Prior to her diagnosis, Tameka was in the creative industries. All that stopped when psychiatrists placed her under an involuntary treatment order.
‘I just wanted to work … Then they put me on all these medications. I didn't want to take it. And I started getting all these adverse reactions. I was just sitting in my bed all day, like, not moving, or I just was looking, like, at the wall and I couldn't fold my clothes. I couldn't do anything.’
On her release, Tameka lived in a ‘mental health rehab place’. Doctors never helped her deal with the ‘horrible’ side-effects of the treatment, which led to ‘suicide attempts’.
‘I kept trying to negotiate with them to come off the medication … I kept telling people, like, "I can't think." There was no way to come off of it. They wouldn't listen to me.’
Tameka said that a couple of years ago she had ‘the worst’ mental health review of her life. Psychiatrists told her that all of her ‘dreams and aspirations’ were irrational and placed her under a guardianship order.
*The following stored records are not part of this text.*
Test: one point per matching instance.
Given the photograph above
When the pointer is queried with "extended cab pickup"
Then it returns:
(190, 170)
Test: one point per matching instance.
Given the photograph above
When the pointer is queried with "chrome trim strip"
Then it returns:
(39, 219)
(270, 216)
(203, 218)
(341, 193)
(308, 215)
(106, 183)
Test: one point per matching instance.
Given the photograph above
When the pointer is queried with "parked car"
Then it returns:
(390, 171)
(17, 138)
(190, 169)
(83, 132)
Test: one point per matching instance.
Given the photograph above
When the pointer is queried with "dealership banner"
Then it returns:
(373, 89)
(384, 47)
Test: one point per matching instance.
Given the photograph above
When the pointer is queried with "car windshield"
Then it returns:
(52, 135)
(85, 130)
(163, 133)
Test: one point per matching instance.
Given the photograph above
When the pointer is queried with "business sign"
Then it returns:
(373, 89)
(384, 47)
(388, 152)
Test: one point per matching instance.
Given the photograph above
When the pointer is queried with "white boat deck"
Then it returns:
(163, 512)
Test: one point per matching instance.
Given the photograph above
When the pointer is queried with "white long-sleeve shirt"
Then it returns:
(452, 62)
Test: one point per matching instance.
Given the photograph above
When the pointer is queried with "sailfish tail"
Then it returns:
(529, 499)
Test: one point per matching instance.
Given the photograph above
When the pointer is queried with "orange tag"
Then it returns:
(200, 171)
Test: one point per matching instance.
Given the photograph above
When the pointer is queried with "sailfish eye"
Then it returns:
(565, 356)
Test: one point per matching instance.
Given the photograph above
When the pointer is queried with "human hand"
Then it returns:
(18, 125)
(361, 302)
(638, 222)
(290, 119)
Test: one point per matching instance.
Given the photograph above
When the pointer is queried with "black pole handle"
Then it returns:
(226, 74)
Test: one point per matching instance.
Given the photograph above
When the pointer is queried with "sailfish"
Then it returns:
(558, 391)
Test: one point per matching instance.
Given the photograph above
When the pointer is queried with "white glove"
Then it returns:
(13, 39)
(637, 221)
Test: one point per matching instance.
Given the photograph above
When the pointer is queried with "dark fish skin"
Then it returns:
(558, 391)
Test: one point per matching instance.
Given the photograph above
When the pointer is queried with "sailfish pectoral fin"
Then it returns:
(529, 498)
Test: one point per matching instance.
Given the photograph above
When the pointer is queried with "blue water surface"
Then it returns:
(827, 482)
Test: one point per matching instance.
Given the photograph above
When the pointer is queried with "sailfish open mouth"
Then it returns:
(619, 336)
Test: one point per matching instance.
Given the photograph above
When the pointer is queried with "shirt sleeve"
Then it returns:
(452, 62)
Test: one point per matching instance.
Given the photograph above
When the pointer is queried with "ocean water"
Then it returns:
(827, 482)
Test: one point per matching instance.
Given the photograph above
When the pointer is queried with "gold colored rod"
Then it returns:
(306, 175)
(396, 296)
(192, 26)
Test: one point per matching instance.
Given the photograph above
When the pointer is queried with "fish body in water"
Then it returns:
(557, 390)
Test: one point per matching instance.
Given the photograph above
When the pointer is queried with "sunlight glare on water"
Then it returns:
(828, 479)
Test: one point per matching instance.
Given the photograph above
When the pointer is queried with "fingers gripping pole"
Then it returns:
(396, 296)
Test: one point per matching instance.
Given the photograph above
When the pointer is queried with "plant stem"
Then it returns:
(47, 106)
‘And I just broke down and I was crying my eyes out. I didn't let that stop me. That was their perspective on me, that I was delusional about my life, but it really affected me.’
After that, Tameka was admitted ‘plenty of times’ to a mental health inpatient facility.
‘So that was that. For about two years I was going in and out of psych wards. Every single time it's been involuntarily.’
During this time, doctors started her on a new antipsychotic treatment.
‘They decided to give me injections in my butt cheeks. And this medication … it numbs my brain.’
Tameka said the pubic trustee has abused her while managing her finances.
‘At one stage, they were only giving me $30 a week into my account along with food vouchers … So they would always be in control … I never really had a say of where I was living.’
Meanwhile, the negative fallout of her ‘zombifying medication’ continued.
‘So I absconded. I just didn't have a choice, because the mental health workers, my GP, they were so in control of my life. They would enter my house without, like, asking me. I had no privacy. They would pick me up for my injections and I didn't want it, and I knew I didn't need it.’
After six months in a psychiatric facility, Tameka recently took herself off the injections. The injections have left scars and she has had to have surgery for an abscess they caused.
‘But now I can sleep. I'm on tablets just weaning myself off. Definitely, I feel way better. I've pretty much gone through everything.’
Disclaimer: This is the story of a person who shared their personal experience with the Royal Commission into Violence, Abuse, Neglect and Exploitation of People with Disability through a submission or private session. The names in this story are pseudonyms. The person who shared this experience was not a witness and their account is not evidence. They did not take an oath or affirmation before providing the story. Nothing in this story constitutes a finding of the Royal Commission. Any views expressed are those of the person who shared their experience, not of the Royal Commission.